Le récit s'avère un gigantesque point d'interrogation, comparable au destin étonnant de cet homme frappé par la foudre de la poésie qui l'a habité dès la naissance. Échevelé aussi ce questionnement sur soi-même à mesure que les années passent, que la présence des siens s'amenuise, que l'enfance s'assoupit, que l'existence tendrement se loge dans les dentelles de l'aube, dans la promesse du soleil derrière la dune. Il attend les chattes, il ouvre une porte, le jour l'immobilise face au Grand Lac sans fin ni commencement. Il faut tout reprendre, affirme Yvon Paré, alors qu'il le fait constamment pour notre infime plaisir. Participer à l'aventure grandiose d'Ulysse sur qui les loups veillent, accaparent avant sa finalité. Toute vie n'est-elle pas ainsi ? Un vagabondage entre les lignes tracées par une main mystérieusement guidée. Si tel l'écrivain, de la vie nous essayons d'en améliorer les retailles, nos propres fauves ne peuvent échapper au chaud d'une parcelle vitale avortée.

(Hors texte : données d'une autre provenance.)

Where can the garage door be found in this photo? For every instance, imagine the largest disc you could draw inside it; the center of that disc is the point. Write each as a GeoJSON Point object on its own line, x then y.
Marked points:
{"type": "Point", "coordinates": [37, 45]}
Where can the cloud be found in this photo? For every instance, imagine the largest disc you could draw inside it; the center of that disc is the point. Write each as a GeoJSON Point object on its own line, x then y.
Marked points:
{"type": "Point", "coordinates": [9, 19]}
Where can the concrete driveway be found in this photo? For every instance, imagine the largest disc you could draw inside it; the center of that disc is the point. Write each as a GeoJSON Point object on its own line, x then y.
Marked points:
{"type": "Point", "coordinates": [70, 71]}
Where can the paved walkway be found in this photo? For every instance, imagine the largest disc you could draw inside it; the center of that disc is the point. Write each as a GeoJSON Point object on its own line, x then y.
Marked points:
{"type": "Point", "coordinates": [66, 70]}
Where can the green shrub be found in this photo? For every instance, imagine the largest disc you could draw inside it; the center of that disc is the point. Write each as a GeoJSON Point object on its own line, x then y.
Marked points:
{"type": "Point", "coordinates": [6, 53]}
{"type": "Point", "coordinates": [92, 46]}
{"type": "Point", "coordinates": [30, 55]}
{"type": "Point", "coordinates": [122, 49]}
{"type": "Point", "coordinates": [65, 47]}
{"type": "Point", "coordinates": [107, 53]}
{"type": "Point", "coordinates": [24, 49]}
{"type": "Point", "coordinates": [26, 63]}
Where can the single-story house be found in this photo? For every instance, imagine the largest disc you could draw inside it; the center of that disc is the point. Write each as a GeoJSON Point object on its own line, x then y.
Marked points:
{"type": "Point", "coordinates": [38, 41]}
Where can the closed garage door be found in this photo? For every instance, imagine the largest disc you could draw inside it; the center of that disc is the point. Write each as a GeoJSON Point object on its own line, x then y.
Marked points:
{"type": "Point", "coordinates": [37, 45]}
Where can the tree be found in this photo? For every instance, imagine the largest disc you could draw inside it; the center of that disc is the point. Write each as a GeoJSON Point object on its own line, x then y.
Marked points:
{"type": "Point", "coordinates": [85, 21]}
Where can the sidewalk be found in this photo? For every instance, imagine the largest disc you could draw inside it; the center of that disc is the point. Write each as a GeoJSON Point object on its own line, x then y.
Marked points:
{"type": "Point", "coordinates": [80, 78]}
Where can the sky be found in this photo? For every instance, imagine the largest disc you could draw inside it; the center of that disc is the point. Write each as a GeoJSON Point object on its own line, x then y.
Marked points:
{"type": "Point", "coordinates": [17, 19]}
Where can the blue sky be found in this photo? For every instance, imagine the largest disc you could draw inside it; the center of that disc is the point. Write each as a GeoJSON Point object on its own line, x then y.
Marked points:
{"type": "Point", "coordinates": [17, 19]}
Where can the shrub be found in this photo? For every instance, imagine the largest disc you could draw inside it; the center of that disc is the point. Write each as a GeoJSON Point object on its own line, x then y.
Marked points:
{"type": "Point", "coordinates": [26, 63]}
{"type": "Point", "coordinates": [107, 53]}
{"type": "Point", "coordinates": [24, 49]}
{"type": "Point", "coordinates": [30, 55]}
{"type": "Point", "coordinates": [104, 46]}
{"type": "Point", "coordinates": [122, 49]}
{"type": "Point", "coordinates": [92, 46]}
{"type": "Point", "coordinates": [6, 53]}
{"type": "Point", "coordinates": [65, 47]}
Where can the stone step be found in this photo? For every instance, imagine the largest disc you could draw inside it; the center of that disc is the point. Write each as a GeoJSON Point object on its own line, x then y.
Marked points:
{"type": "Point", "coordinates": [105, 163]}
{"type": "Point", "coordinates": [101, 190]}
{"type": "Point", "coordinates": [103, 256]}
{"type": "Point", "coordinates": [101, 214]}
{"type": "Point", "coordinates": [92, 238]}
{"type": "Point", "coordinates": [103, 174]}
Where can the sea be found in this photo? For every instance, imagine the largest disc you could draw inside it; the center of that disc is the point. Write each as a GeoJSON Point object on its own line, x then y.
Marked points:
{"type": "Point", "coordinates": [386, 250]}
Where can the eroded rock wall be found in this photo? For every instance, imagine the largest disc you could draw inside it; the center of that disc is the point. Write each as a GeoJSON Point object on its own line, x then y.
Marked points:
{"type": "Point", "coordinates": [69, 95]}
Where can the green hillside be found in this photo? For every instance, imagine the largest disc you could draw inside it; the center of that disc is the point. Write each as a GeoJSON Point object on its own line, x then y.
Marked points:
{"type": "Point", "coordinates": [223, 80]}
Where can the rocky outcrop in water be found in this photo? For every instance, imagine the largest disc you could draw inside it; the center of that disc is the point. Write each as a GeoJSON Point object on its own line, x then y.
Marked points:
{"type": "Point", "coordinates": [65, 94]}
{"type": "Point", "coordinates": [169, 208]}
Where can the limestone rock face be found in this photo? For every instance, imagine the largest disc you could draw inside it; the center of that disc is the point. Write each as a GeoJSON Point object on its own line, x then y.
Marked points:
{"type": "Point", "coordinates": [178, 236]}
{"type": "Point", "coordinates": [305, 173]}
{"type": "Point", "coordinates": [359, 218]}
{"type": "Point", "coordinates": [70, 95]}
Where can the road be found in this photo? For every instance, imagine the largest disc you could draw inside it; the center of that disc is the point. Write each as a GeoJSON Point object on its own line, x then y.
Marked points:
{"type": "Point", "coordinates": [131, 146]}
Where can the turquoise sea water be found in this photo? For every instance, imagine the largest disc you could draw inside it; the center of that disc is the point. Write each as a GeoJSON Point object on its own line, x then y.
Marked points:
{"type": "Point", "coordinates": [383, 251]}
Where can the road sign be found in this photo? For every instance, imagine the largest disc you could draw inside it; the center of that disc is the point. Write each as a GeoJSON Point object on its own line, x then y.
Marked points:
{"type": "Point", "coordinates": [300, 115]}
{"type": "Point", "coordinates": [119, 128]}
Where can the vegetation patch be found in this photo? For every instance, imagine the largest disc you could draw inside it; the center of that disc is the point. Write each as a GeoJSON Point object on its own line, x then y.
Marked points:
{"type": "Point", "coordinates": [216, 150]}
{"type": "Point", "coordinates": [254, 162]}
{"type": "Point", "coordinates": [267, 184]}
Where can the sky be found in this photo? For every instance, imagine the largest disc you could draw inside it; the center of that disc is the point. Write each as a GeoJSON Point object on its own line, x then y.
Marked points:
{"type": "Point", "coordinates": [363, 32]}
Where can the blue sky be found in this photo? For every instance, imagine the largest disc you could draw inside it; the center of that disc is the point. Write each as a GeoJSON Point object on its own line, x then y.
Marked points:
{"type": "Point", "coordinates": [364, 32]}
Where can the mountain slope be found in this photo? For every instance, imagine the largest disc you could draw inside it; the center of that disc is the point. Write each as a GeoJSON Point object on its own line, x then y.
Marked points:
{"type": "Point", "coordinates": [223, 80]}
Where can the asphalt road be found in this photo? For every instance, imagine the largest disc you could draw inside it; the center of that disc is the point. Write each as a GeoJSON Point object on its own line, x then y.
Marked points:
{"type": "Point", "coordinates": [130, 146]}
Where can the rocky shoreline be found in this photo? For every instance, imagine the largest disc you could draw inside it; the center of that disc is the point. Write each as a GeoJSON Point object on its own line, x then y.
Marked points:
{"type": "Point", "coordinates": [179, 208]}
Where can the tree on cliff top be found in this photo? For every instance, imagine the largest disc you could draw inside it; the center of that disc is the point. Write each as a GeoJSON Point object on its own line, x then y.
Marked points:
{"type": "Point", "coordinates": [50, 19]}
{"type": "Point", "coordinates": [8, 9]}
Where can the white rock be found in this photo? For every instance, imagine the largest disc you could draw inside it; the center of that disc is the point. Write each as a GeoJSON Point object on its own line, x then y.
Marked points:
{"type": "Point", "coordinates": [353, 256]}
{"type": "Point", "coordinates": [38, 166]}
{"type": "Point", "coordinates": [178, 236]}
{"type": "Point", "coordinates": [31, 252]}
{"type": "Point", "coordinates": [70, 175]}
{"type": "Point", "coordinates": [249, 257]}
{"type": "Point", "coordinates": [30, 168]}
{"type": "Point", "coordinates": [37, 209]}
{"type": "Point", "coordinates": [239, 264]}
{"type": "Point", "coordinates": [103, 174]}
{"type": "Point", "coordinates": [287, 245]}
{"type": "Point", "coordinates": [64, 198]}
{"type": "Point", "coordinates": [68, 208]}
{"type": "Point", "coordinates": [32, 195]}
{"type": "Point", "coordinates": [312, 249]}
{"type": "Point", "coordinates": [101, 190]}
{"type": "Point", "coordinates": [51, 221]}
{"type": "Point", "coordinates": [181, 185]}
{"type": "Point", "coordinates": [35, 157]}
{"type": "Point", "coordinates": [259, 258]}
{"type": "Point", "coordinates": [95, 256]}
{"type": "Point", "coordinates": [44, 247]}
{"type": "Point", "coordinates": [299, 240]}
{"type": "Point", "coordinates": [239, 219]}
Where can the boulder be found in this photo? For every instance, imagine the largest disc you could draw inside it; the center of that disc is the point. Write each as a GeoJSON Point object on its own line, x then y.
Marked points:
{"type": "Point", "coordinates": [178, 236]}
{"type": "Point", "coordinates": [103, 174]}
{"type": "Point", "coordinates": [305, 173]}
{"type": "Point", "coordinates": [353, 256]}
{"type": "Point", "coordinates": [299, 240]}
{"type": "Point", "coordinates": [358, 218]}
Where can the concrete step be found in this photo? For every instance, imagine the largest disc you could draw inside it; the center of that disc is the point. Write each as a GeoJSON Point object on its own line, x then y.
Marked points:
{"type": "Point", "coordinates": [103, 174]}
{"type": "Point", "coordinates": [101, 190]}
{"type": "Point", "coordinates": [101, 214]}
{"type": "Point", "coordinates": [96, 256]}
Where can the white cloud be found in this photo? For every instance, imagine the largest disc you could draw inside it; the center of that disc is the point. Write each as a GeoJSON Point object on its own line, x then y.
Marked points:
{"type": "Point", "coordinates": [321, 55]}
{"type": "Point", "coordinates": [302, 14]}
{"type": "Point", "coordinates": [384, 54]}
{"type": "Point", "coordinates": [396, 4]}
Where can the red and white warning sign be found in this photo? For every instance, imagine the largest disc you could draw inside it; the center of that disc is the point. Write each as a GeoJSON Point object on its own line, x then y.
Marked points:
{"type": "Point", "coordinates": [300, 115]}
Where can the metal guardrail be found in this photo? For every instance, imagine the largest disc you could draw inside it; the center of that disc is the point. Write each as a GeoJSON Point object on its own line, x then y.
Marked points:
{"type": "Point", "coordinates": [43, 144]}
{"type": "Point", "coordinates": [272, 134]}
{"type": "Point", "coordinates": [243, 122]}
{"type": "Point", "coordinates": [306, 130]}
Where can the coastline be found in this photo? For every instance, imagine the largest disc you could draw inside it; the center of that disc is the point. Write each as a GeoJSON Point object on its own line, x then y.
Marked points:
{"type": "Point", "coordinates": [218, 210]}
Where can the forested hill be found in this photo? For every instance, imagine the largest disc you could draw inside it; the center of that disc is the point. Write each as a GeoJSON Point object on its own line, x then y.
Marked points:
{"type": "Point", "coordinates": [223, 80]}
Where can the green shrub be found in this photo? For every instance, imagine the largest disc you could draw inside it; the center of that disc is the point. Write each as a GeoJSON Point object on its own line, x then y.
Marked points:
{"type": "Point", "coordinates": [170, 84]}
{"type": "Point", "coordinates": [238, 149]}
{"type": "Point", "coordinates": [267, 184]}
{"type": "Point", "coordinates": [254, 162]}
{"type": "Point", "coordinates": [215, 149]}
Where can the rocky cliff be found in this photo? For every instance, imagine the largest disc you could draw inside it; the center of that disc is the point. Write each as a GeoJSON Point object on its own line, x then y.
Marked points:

Ce n'est pas pour rien, ni pour personne, que Yvon Paré a mentionné ses préférences, ses opinions, ses déceptions, sa tendresse, avec une franchise déconcertante, une humilité démodée, dressant des passerelles que nous devons franchir pour mériter d'écouter les secrets d'un monde qu'il susurre à notre oreille attentive. Souhaitant au fond de nous que jamais ce monde ne soit accessible à qui envisagerait de le blesser ou de le détruire. Ce serait mettre en lambeaux les rêves et cauchemars d'un enfant qui, devenu adulte, en a rassemblé les sources évocatrices et nourricières. A synthétisé l'importance d'une période nécessaire à la maturité d'un regard exceptionnel jeté sur un enfant ébaubi face au miroir du monde qu'il a su édifier, imitant en cela Alice, cherchant la sortie de son territoire habité d'un lapin démonstratif, en retard ou en avance à tous les rendez-vous où l'imaginaire s'alimente de nos expériences plus ou moins adaptées à nos convenances. Récit captivant, sans moralité aucune, à lire lentement, sous le couvert de se retrouver soi-même, d'éprouver nos peurs secrètes, de se dire qu'un écrivain-poète tient notre main, comme il l'a fait au long d'un parcours épineux, hors de sentiers conventionnels.


PARÉ YVON, L’ENFANT QUI NE VOULAIT PLUS DORMIR, une publication de LÉVESQUE ÉDITEUR, 2014, 126 pages.
Cette chronique est parue dans MA PAGE LITTÉRAIRE, le blogue de Dominique Blondeau, le 19 août 2019.